Indigenous Papuans, for their part, have taken advantage of the democratic atmosphere to express their opinions by writing books on some aspects of Papua. Although there are only a few Papuan authors, it should be recognized that the publication of such books has encouraged more Papuans to exercise their freedom of opinion and expression through writing.
However, the central government has not always regarded the new developments as good news. Instead of being proud to see Papuans, who were once illiterate and relied on oral tradition to tell their stories, expressing their ideas in written form, the government considers the exercise of Papuans’ intellectual creativity something suspicious if not dangerous.
Many books on Papua, particularly those authored by indigenous Papuans, are censored under certain criteria set by the government or are banned entirely.
The latest book to be outlawed by the government is Tenggelamnya Rumpun Melanesia: Pertarungan Politik NKRI di Papua Barat (The Sinking of the Melanesian race: The Unitary State of Indonesia’s Political Struggle in West Papua), written by young author Papuan Sendius Wonda, and published by Deiyai, a Jayapura-based publishing house.
The introduction of the book is written by Rev. Socrates Sofyan Yoman, the chairperson of the Fellowship of the Baptist Churches in Papua.
According to the chief of Jayapura prosecutor’s office, Sri Agung Putra, Wonda’s 247-page book contains some elements that “discredit the government”, “disturb public order”, and “endanger national unity”.
Police seized the book from shelves immediately after the ban was announced on Dec. 14, and ordered those in possession of the book to give it up to the prosecutors.
Wonda’s work is the second book on Papua on which the government has slapped a ban, after Peristiwa penculikan dan pembunuhan Theys H Eluay 10 November 2001 (The Abduction and Assassination of Theys H Eluay on November 10, 2001) by Benny Giay, a Papuan anthropologist, in 2002.
Like Wonda’s book, the book on Theys was considered dangerous to national unity.
Theys was a Papuan pro-independence charismatic leader who chaired the Papuan Presidium Council, a body formed by the second Papuan congress in 2000 to lead the peaceful struggle for the creation of an independent state of West Papua. He was abducted and assassinated by the Army’s Special force.
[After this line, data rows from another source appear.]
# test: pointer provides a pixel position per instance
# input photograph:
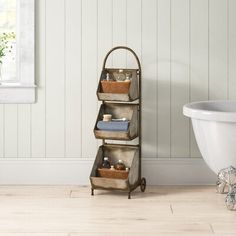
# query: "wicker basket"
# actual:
(114, 174)
(113, 179)
(118, 111)
(121, 87)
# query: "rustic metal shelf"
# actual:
(120, 105)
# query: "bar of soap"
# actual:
(113, 125)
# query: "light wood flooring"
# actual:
(71, 211)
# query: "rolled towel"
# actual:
(113, 125)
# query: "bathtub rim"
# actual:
(210, 115)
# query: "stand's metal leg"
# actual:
(230, 198)
(220, 186)
(227, 177)
(129, 195)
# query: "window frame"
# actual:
(23, 90)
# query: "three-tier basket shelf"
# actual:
(120, 100)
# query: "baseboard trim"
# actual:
(181, 171)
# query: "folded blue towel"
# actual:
(113, 125)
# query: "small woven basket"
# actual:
(115, 87)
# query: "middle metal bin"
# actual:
(118, 111)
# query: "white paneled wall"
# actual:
(188, 52)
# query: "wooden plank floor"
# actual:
(71, 211)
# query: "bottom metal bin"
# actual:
(130, 157)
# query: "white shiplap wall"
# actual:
(188, 52)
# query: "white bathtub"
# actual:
(214, 125)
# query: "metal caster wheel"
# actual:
(230, 201)
(143, 184)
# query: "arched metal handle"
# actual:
(125, 48)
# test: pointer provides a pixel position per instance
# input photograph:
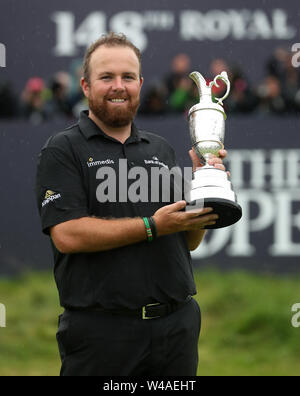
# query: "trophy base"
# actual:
(229, 212)
(211, 188)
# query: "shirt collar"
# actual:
(90, 129)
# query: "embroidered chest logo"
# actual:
(91, 162)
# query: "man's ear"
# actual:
(85, 87)
(141, 81)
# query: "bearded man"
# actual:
(123, 269)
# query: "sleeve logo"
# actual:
(49, 197)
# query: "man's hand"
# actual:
(170, 219)
(215, 161)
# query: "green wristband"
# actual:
(148, 229)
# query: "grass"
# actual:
(246, 325)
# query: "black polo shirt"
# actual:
(69, 185)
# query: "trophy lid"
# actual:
(205, 92)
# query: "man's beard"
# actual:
(115, 116)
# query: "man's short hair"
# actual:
(109, 40)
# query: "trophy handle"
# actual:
(224, 77)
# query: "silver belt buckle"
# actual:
(144, 315)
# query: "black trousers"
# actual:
(102, 344)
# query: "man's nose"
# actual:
(118, 84)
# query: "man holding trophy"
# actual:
(123, 269)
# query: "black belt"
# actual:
(149, 311)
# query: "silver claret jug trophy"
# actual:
(210, 186)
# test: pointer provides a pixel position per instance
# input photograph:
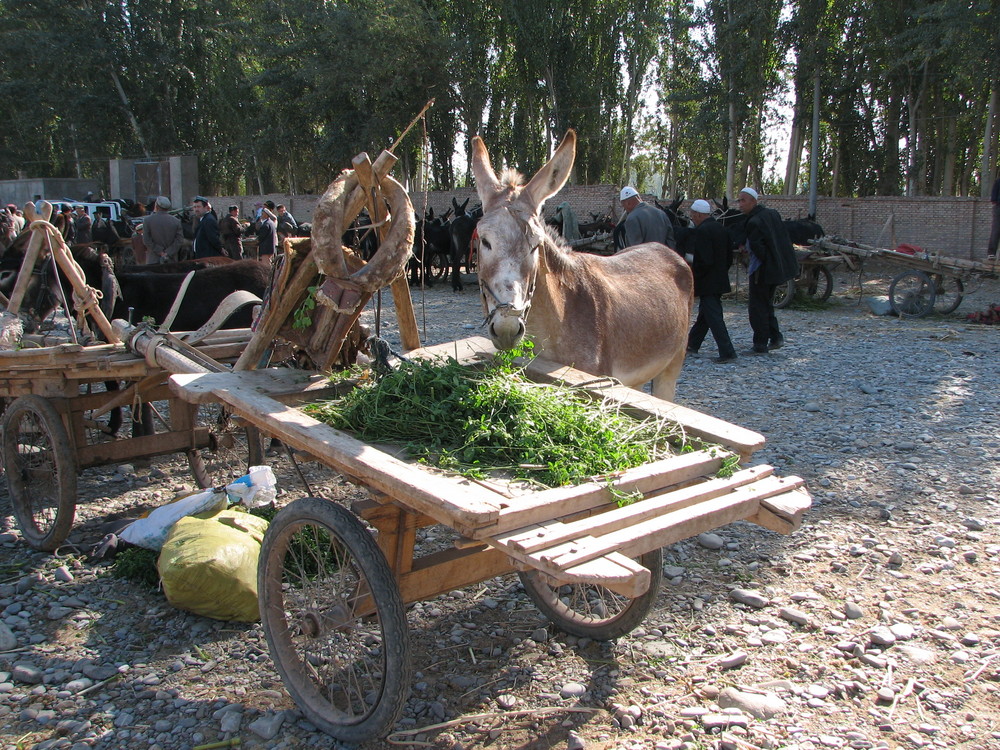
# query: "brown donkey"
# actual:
(625, 315)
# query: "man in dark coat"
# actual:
(206, 237)
(644, 223)
(772, 262)
(707, 249)
(83, 224)
(232, 233)
(267, 235)
(162, 233)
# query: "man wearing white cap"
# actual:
(772, 262)
(710, 249)
(644, 222)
It seems that the same criteria will be applied by the Attorney General’s Office to screen and ban any books on Papua, more particularly those written by Papuans, in the future simply by saying the books contain elements categorized as dangerous to the Indonesian government and state.
However, everyone knows the Attorney General’s Office has never clearly explained how the books endanger national unity, discredit the government, or disrupt public order.
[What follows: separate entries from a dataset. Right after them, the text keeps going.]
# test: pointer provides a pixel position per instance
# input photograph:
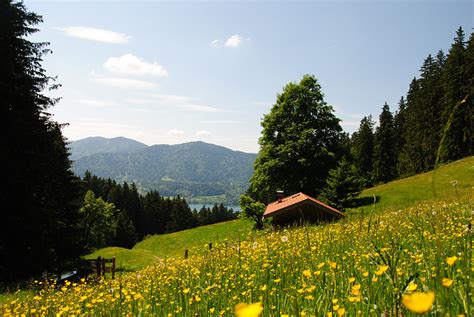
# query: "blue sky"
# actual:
(172, 72)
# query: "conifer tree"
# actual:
(458, 142)
(384, 154)
(301, 141)
(342, 186)
(363, 149)
(40, 207)
(399, 127)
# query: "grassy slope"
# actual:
(405, 192)
(394, 195)
(158, 247)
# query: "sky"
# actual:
(168, 72)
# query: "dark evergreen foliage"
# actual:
(40, 208)
(142, 215)
(434, 123)
(456, 82)
(342, 186)
(384, 148)
(301, 141)
(363, 149)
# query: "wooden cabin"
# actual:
(300, 208)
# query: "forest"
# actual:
(51, 217)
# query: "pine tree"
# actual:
(458, 142)
(40, 228)
(399, 128)
(300, 143)
(342, 186)
(384, 154)
(363, 149)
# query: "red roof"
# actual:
(296, 199)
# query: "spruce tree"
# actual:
(342, 186)
(458, 142)
(399, 127)
(363, 149)
(39, 229)
(384, 153)
(301, 141)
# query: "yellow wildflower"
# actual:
(412, 286)
(341, 311)
(248, 310)
(451, 260)
(447, 282)
(418, 302)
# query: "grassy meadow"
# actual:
(392, 258)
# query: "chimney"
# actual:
(280, 195)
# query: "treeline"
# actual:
(127, 216)
(433, 122)
(303, 147)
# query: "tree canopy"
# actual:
(39, 228)
(300, 142)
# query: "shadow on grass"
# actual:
(365, 201)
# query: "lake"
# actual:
(199, 206)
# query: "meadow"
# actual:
(396, 261)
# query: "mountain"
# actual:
(94, 145)
(189, 170)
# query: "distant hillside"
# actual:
(94, 145)
(189, 169)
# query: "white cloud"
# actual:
(94, 34)
(198, 108)
(203, 133)
(124, 83)
(234, 41)
(96, 103)
(183, 103)
(175, 132)
(130, 64)
(170, 99)
(221, 121)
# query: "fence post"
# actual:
(113, 267)
(103, 267)
(99, 266)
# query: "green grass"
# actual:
(215, 199)
(391, 196)
(155, 248)
(422, 187)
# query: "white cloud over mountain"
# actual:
(130, 64)
(95, 34)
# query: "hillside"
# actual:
(363, 265)
(391, 196)
(190, 169)
(93, 145)
(449, 182)
(172, 245)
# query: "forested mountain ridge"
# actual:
(97, 144)
(189, 169)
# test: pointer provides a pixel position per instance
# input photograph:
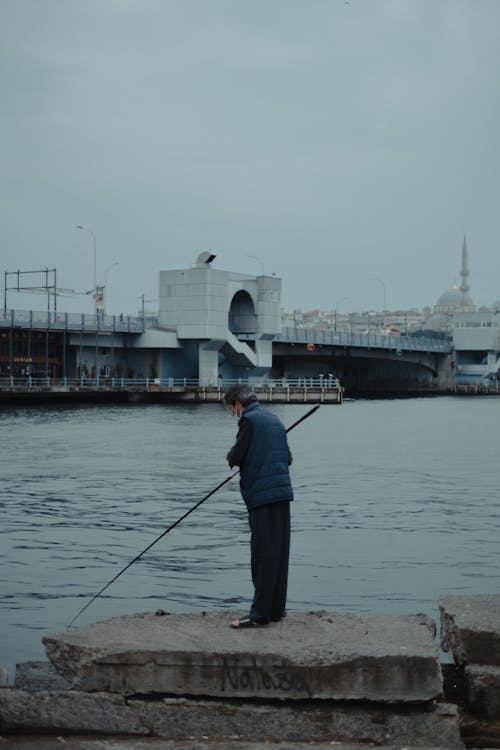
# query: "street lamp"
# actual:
(385, 291)
(86, 229)
(109, 269)
(336, 305)
(255, 257)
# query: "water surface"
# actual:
(396, 504)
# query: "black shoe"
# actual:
(277, 618)
(246, 622)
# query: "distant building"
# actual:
(453, 301)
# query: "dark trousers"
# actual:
(270, 550)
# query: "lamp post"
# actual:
(385, 291)
(255, 257)
(86, 229)
(336, 306)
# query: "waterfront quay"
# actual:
(316, 677)
(170, 390)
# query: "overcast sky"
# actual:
(348, 145)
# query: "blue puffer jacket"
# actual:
(265, 477)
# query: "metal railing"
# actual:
(365, 340)
(130, 324)
(27, 383)
(71, 321)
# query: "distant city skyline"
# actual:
(331, 143)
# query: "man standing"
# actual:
(262, 453)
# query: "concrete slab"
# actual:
(184, 720)
(38, 675)
(42, 742)
(307, 655)
(483, 690)
(470, 628)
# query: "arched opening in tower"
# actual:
(242, 316)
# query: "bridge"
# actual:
(212, 326)
(364, 363)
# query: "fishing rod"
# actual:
(176, 523)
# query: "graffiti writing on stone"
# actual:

By banning Papuan books based on unclear criteria, the central government shows its undemocratic face, despite its persistent self-promotion as a champion of democracy.
The undemocratic aspect of the government has been and is being manifested through its inability to face Papuans’ dissenting opinions.
Instead of producing more books to encounter the content of the banned books, the government has abused its power to stifle Papuans’ intellectual creativity and freedom of opinion and expression.
After decades nothing has changed in the way the government ignores Papuans’ freedom of expression and their intellectual freedom. It remains restrictive in determining which books are appropriate or not for Papuans to read.
The presence of the Indonesian government in Papua, then, is very suspicious for it seems to exist not to protect the Papuans in exercising their intellectual creativity but to treat them cruelly.
The banning of books does not apparently constitute an isolated action. Rather, it reflects the government’s policy of threatening Papuans’ intellectual freedom.
The writer is a lecturer at the Fajar Timur School of Philosophy and Theology in Abepura, Papua.